We will use the following packages in this packages.
packages = c('tidyverse', 'patchwork')
for(p in packages){
if(!require(p, character.only = T)){
install.packages(p)
}
library(p, character.only = T)
}
From the existing bar charts of householdSize and haveKids, we can speculate that if household size equals to 3, there would be a kid in the household. We will use the grouped bar chart to verify that.
ggplot(part_data, aes(fill = haveKids, x=householdSize)) +
geom_bar(position="dodge", stat="count") +
geom_text(stat = 'count', aes(label = stat(count)), vjust = -0.5, size = 3)
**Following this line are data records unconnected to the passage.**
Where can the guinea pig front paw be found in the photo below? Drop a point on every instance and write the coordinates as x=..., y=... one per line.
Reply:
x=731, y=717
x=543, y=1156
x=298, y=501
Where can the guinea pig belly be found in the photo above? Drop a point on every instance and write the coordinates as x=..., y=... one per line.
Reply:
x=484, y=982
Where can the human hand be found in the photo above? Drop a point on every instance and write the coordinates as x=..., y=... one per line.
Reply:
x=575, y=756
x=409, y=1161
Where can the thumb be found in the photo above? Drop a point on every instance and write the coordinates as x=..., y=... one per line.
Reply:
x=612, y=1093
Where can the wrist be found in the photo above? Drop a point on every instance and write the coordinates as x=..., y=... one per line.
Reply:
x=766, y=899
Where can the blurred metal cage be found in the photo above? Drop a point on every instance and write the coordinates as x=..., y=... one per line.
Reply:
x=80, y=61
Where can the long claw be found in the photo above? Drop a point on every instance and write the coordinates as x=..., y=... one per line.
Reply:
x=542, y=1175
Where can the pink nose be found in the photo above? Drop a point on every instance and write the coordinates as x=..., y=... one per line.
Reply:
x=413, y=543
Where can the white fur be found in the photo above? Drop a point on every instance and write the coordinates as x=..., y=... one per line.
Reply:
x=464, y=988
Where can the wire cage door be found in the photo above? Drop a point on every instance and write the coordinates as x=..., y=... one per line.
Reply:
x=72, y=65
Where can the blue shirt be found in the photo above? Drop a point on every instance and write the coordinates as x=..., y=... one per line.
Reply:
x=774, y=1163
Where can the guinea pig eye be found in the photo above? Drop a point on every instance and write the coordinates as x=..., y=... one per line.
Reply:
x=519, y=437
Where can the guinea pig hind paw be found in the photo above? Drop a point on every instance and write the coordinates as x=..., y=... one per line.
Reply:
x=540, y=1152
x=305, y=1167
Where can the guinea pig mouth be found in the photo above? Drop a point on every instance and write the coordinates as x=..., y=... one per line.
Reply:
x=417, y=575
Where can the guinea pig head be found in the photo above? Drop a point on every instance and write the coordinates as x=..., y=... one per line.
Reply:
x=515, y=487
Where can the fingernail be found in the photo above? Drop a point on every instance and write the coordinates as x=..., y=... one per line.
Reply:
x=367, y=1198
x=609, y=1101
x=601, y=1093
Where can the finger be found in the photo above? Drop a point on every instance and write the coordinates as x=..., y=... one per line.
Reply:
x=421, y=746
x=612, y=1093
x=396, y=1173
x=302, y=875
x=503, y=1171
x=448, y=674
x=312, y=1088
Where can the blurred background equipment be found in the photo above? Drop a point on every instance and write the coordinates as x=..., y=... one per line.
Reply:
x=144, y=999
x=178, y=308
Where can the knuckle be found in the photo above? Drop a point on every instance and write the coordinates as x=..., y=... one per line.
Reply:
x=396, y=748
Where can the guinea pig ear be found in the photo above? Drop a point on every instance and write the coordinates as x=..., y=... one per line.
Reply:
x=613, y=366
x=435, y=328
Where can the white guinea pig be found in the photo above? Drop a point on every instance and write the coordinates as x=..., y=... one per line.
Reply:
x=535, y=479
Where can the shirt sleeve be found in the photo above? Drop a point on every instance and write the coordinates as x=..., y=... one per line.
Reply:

From the bar chart above, we can confirm that there’s no kids within the households which contain only 1 or 2 members.
p1 <- ggplot(part_data, aes(x=haveKids, y=educationLevel)) +
geom_jitter()
p2 <- ggplot(part_data, aes(x=haveKids, y=interestGroup)) +
geom_jitter()
p1 + p2
ggplot(part_data, aes(fill = haveKids, x = joviality)) +
geom_density(position = "dodge")
From the plot above, we can see that the closer to 1 the higher density for the group which has kids. In the meantime, the lower the joviality, the higher the density for the group which does not have kids.